Qui si pongono le domande finali di Alquati e la stessa premessa epistemologica della conricerca. Che cos’è l’operaità oggi? C’è ancora? Quali le soggettività e le soggettività operaie? E’ plausibile oggi un “comunismo post-operaio”, una “iper-proletarietà non più operaia”? Quale la soggettività e la capacità emancipatrice degli iper-proletari socializzati dalle tecnomacchine flessibili della produzione e riproduzione capitalistica?

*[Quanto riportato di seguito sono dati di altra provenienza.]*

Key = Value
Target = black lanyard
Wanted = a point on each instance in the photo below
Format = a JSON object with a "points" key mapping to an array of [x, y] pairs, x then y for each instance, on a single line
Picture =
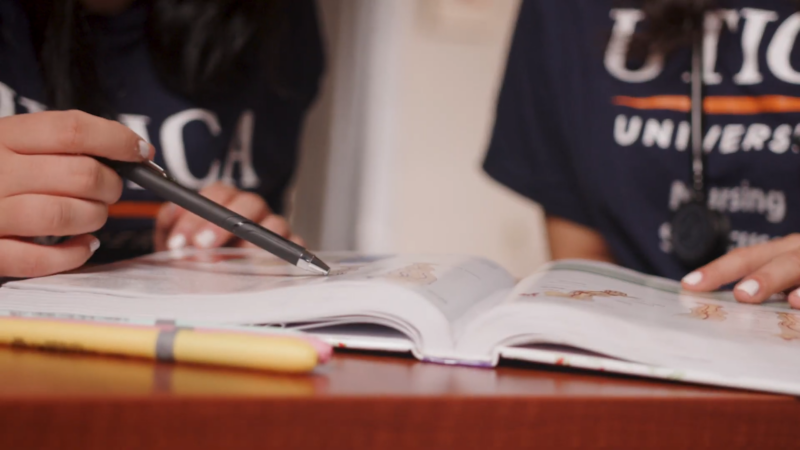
{"points": [[699, 235]]}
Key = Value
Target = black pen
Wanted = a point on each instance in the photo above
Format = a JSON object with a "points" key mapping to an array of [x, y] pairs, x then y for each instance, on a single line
{"points": [[153, 178]]}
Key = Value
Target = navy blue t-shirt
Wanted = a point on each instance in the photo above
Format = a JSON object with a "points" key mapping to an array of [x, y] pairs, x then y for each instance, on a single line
{"points": [[603, 141], [249, 138]]}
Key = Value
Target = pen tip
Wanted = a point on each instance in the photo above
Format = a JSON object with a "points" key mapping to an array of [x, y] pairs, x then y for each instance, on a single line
{"points": [[313, 264]]}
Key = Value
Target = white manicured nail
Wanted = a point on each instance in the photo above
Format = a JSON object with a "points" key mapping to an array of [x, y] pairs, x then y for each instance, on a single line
{"points": [[205, 239], [144, 149], [176, 242], [750, 287], [693, 278]]}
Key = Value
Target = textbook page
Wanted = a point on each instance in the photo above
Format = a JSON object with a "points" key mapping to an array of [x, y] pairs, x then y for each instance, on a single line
{"points": [[417, 294], [626, 315]]}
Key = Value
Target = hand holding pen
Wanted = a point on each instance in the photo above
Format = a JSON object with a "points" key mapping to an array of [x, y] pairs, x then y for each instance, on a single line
{"points": [[52, 184]]}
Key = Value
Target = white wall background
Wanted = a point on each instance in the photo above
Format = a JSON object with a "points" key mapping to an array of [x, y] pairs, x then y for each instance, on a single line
{"points": [[396, 143]]}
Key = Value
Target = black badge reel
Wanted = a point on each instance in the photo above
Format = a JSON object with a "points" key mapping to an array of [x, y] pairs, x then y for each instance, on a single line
{"points": [[699, 235]]}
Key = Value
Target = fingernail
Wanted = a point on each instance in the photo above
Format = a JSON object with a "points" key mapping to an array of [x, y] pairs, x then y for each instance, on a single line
{"points": [[176, 242], [750, 287], [693, 278], [94, 244], [144, 149], [205, 239]]}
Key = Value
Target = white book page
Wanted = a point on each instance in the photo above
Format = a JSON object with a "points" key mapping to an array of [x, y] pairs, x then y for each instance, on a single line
{"points": [[616, 312], [419, 295]]}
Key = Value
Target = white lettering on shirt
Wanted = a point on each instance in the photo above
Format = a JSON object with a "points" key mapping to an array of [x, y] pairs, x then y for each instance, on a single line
{"points": [[174, 151], [780, 50], [616, 56], [755, 22], [241, 152]]}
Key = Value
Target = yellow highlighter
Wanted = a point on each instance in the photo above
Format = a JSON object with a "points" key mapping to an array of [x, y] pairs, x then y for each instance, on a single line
{"points": [[278, 353]]}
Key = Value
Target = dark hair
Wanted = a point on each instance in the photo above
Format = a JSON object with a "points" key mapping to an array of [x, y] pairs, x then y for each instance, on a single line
{"points": [[670, 24], [199, 48]]}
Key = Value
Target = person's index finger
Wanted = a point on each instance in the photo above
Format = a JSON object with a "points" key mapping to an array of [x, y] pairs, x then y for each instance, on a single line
{"points": [[736, 264], [72, 132]]}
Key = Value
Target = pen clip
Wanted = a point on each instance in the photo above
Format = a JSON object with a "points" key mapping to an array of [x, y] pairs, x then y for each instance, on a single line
{"points": [[156, 168]]}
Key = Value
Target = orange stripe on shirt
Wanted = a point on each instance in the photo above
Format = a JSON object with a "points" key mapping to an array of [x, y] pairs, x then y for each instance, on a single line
{"points": [[134, 210], [714, 104]]}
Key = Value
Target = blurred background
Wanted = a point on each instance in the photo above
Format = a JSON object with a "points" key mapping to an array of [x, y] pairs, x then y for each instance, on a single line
{"points": [[392, 152]]}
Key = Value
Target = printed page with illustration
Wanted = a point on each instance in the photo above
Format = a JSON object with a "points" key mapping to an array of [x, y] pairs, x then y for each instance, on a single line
{"points": [[424, 297], [623, 317]]}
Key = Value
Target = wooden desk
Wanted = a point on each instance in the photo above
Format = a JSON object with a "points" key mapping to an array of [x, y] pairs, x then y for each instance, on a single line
{"points": [[372, 402]]}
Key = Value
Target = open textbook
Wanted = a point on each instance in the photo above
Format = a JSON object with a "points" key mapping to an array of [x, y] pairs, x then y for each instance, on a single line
{"points": [[449, 309]]}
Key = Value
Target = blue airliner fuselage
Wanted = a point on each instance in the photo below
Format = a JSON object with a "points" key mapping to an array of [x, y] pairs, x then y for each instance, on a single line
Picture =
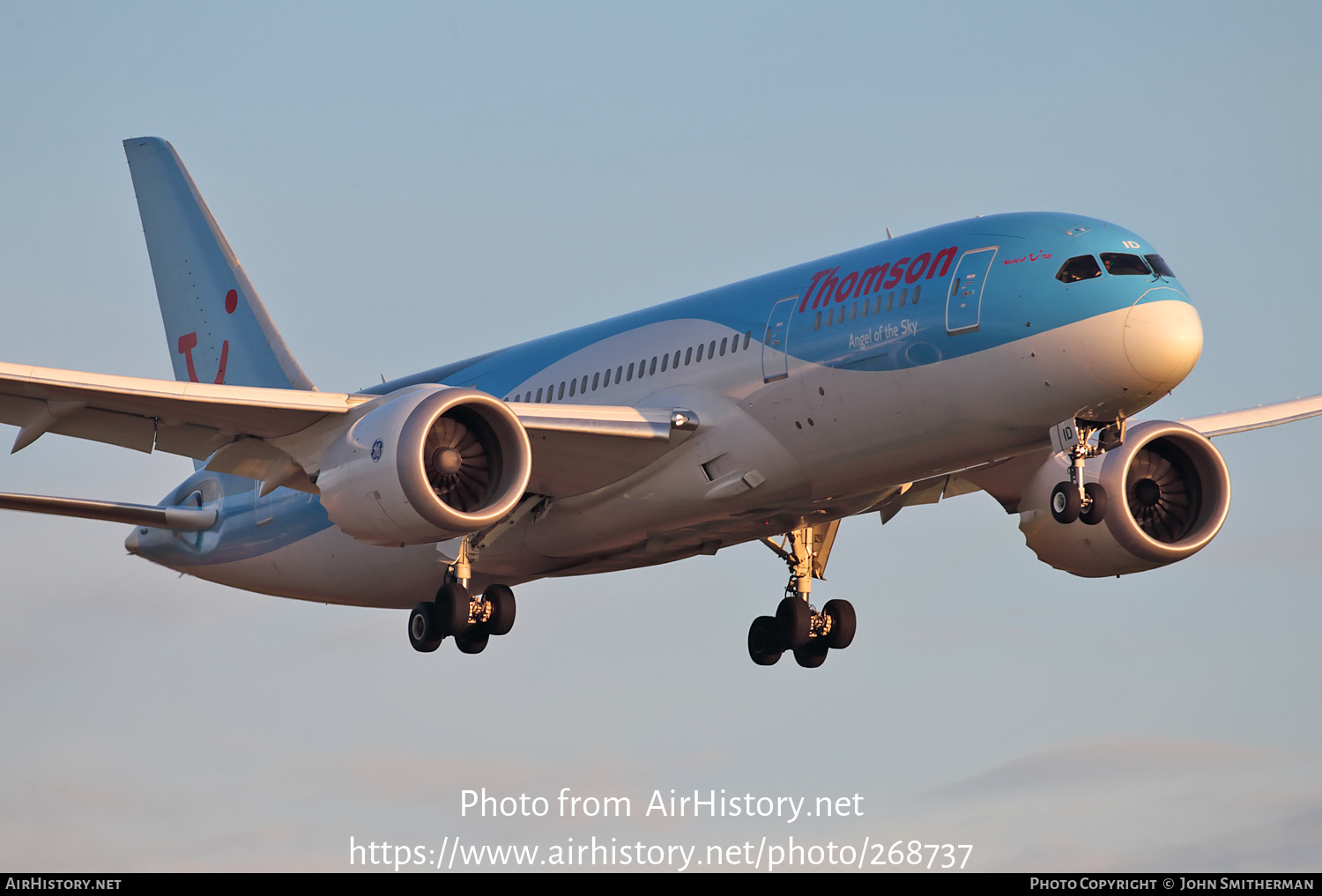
{"points": [[820, 388]]}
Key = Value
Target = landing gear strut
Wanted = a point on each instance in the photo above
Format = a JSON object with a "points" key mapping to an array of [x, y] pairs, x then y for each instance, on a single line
{"points": [[1078, 500], [798, 626], [457, 613]]}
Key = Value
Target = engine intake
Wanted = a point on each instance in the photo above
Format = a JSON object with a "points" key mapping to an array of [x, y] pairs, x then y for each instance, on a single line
{"points": [[1169, 493], [427, 465]]}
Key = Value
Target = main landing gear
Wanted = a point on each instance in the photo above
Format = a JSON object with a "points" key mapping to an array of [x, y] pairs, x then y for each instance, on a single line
{"points": [[457, 613], [1079, 500], [798, 626]]}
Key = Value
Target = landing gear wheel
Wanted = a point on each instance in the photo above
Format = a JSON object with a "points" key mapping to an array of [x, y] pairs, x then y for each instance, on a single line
{"points": [[812, 655], [452, 608], [793, 623], [425, 634], [1096, 510], [502, 610], [843, 624], [471, 641], [764, 641], [1065, 502]]}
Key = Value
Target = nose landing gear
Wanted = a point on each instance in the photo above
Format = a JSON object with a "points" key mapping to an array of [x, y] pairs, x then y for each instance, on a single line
{"points": [[798, 626], [1078, 500]]}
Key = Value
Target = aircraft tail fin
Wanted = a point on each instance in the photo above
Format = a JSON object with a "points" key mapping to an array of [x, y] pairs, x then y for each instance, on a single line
{"points": [[217, 330]]}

Termino con il caso di una ricerca sui Centri Sociali Occupati Autogestiti torinesi; ricerca propostami a metà degli anni ’90 dal Centro Giovani del Comune di Torino (Assessorato Artesio). La ricerca venne condotta, terminata e pubblicata in Liberi tutti con la collaborazione determinante del professor Carlo Genova e di un gruppo di giovani ricercatori. Anche in quell’esperienza ho constatato la differenziazione di Romano su quasi tutto. In effetti non era una conricerca Del resto Alquati non si entusiasmava neppure di tutte le iniziative dei movimenti sociali, del movimento La Pantera ,del ’77, e degli stessi Centri Sociali quando vi intravedeva superficialità, secondi fini, strategie.
Così come non sopportava, anche nella sinistra, di trattare gli operai o il movimento operaio come dei monumenti storici da studiare, senza capirne la quotidianità, i valori, le memorie, le sofferenze, gli immaginari, i desideri, i piaceri e le gratificazioni materiali o spirituali, così avvenne anche per i centri sociali, e con la ricerca Liberi tutti. «Trasformare i rapporti in relazioni, aspirando ad un’altra maniera di comunicare e ad una socialità quasi sempre impossibile».
Ho incontrato l’ultima volta Romano in via degli Artisti, vicino al Dipartimento di Scienze Sociali, quando era già in pensione. Sempre più difficile parlare con lui delle faccende inutili delle quali noi comunemente parliamo. Aveva la sincerità di dire che a lui non gli importavano nulla. Poi mi disse che gli capitava di ascoltare Uomini e profeti al sabato mattina su Rai Tre; la trasmissione che tratta di storia, di figure, di esegesi di testi religiosi e di altre cose. Forse mi sono stupito e mi lui disse: «Ma che … credi, che siano solo i preti che si occupano di queste cose»? E in questo non c’era tanto la battuta ironica, sapendo che stava parlando con un prete, quanto il voler dire che di queste questioni lui se ne era occupato in decenni passati, ben prima di me.